Nos sentamos a una mesa del tamaño de los gemelos de mi camisa, en sillas hechas con percheros. El establecimiento parecía un saldo de Laura Ashley y olía a mantequilla caliente, lo cual me revuelve el estómago. Los clientes eran todos travestís.

– ¿No es una monada el sitio?

– No.

La dueña nos entregó diminutos menús escritos en sánscrito. Había treinta y dos clases de bollitos y croissants, manjares todos ellos inadecuados para hombres.

– ¿Puedo tomar un bagel? -le pregunté a madame.

– No, monsieur.

– ¿Huevos? ¿Salchichas?

– No, monsieur.

Giró sobre su afilado tacón y se alejó. Se estaba esfumando el efecto del Prozac.

– Prueba el croissant de fresa -dijo Kate.

– ¿Por qué?

Pedí café, zumo de naranja y seis brioches. Puedo arreglármelas con los brioches. Saben como los bizcochos de mi abuela inglesa. Kate pidió té y un croissant de cereza.

Mientras desayunábamos, me preguntó:

– ¿Tienes alguna otra información que te gustaría compartir conmigo?

– No. Sólo el asesinato de Perth Amboy.

– ¿Alguna teoría?

– Ninguna. ¿Vienes aquí a menudo?

– Casi todas las mañanas. ¿Algún plan de acción para hoy?

– Tengo que recoger la ropa de la lavandería. ¿Y tú?

– Tengo que levantarme y continuar leyendo todo lo que tengo encima de la mesa.

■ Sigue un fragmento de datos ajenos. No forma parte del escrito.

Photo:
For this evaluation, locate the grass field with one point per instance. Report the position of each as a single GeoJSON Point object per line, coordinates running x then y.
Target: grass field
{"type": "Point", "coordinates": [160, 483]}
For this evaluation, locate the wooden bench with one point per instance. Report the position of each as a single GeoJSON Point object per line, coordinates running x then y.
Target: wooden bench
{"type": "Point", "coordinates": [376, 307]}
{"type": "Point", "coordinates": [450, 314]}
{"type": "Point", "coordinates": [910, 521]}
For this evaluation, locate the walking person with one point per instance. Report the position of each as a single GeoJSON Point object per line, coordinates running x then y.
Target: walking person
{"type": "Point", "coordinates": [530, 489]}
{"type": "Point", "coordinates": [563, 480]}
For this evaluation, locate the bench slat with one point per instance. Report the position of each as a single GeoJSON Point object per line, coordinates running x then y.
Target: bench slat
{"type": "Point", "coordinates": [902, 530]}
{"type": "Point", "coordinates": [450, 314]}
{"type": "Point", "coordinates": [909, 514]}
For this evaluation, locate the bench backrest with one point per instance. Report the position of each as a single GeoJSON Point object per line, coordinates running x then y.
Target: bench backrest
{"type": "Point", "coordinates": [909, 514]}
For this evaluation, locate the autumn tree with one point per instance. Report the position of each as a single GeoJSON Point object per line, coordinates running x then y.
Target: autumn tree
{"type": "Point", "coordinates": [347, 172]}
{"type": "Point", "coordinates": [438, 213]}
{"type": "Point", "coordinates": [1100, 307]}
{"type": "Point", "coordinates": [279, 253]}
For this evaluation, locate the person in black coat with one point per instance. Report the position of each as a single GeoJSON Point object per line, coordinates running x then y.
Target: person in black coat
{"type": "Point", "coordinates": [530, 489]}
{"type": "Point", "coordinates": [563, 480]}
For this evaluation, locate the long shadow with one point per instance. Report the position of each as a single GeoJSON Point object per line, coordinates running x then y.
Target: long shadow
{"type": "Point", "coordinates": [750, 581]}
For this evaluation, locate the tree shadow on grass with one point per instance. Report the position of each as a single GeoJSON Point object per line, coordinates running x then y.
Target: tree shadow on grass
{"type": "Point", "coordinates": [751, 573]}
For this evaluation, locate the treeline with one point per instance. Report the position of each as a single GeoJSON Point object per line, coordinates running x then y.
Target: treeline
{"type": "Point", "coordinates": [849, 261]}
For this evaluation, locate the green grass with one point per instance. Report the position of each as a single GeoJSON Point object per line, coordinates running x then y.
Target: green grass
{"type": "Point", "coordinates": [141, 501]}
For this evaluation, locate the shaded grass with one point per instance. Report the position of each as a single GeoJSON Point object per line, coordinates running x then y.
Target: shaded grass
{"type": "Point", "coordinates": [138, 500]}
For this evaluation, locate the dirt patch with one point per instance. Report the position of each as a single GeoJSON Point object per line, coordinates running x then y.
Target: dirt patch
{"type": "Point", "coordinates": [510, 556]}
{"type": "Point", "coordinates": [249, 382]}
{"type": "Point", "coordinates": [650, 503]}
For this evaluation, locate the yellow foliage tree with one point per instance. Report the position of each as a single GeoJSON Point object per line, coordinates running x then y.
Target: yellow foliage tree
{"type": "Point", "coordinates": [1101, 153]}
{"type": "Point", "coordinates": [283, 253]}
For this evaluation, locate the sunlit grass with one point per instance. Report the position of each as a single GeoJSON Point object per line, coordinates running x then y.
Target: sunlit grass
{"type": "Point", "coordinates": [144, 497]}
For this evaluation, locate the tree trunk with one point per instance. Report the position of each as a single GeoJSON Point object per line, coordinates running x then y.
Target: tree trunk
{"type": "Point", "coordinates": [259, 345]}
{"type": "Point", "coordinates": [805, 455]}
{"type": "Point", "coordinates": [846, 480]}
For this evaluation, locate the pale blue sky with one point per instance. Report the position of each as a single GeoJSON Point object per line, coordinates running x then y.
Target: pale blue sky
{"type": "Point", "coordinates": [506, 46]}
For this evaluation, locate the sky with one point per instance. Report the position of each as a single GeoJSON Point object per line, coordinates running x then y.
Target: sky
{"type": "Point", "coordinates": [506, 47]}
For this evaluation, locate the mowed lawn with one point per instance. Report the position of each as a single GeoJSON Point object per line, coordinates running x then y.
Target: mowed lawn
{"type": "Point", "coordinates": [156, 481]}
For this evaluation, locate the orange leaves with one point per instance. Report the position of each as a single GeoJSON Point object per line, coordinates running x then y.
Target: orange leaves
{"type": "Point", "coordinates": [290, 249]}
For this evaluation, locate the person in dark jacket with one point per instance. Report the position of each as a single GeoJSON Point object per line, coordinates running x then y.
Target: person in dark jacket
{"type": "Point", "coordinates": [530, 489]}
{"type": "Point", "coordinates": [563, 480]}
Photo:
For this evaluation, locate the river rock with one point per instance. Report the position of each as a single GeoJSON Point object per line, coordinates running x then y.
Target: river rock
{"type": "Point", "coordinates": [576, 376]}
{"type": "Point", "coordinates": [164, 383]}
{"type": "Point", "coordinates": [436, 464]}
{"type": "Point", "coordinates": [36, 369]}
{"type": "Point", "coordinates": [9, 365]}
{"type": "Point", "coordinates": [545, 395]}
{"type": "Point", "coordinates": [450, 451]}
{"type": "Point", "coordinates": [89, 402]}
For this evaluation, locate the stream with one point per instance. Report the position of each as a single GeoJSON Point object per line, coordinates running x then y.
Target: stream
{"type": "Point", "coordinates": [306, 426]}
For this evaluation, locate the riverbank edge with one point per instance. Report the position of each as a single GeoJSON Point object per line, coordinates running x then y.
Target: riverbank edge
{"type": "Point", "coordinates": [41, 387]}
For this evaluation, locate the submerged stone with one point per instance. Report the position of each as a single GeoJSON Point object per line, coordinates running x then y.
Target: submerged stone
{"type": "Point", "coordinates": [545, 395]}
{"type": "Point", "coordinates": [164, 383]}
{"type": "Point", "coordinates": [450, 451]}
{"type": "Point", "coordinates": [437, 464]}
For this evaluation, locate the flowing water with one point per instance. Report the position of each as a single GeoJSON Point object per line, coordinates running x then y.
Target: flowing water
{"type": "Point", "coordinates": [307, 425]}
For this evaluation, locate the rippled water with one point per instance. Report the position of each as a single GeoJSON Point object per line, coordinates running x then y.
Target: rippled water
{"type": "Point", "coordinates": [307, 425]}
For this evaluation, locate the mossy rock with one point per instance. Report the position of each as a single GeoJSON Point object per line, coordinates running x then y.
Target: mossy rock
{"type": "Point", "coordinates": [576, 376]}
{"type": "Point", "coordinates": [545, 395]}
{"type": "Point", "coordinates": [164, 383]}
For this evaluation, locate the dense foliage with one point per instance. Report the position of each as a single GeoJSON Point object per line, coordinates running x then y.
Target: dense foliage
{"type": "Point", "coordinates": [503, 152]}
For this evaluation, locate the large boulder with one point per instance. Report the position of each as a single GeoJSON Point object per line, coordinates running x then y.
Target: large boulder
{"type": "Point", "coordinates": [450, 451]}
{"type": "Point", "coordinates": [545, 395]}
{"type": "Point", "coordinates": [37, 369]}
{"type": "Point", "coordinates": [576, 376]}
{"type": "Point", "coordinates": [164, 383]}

– Piensa en lo que no está en tu mesa.

– ¿Por ejemplo?

– Por ejemplo, una detallada información sobre las supuestas víctimas de Jalil en Europa. Salvo que se me haya pasado por alto, no hay nada en nuestras mesas. Nada de Scotland Yard. Nada del departamento de investigación criminal de la Fuerza Aérea ni del FBI.

– Muy bien… ¿qué estamos buscando?

– Una conexión o un móvil.

– No parece haber ninguna conexión, fuera del hecho de que los objetivos eran británicos y estadounidenses. Ése es también el móvil -señaló.